Segundo o termo da reunião, o Ministério Público acompanha a situação das casas ocupadas, que ainda precisam ser finalizadas pela construtora contratada pelo município. A Prefeitura propôs o pagamento de três meses de aluguel social para que os ocupantes que não são beneficiários do programa possam deixar os imóveis sem ficar desamparados de imediato.
Não houve acordo durante a reunião. Os moradores terão até o dia 31 de agosto para procurar a Secretaria Municipal de Assistência Social e informar se aceitam ou não a proposta.

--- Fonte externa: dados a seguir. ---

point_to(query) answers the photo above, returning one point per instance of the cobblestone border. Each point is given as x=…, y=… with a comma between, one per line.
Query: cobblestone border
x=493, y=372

O conjunto habitacional prevê a construção de 100 casas destinadas a famílias de baixa renda. Parte dos imóveis foi ocupada ainda durante a execução da obra, em abril de 2024. Na época, moradores alegavam que a construção estava demorando e questionavam a situação de famílias que haviam sido contempladas com as unidades.
Desde então, algumas famílias afirmam ter investido recursos próprios nas casas, realizando melhorias como muros, revestimentos, banheiros, telhados, pinturas e ampliações.
Agora, o principal temor de alguns moradores é o que acontecerá após os três meses de aluguel social. Eles afirmam que, sem uma alternativa definitiva, poderão novamente ficar sem condições de pagar aluguel e sem moradia.
A reunião contou com representantes do Ministério Público, da Prefeitura e moradores. O caso segue sendo acompanhado pela Promotoria de Justiça de Pendências.
A situação coloca de um lado a necessidade de regularizar e concluir as obras do conjunto habitacional e, do outro, famílias que já estabeleceram moradia no local e dizem ter realizado investimentos nos imóveis. O prazo de 31 de agosto agora coloca uma data concreta para o próximo capítulo dessa disputa.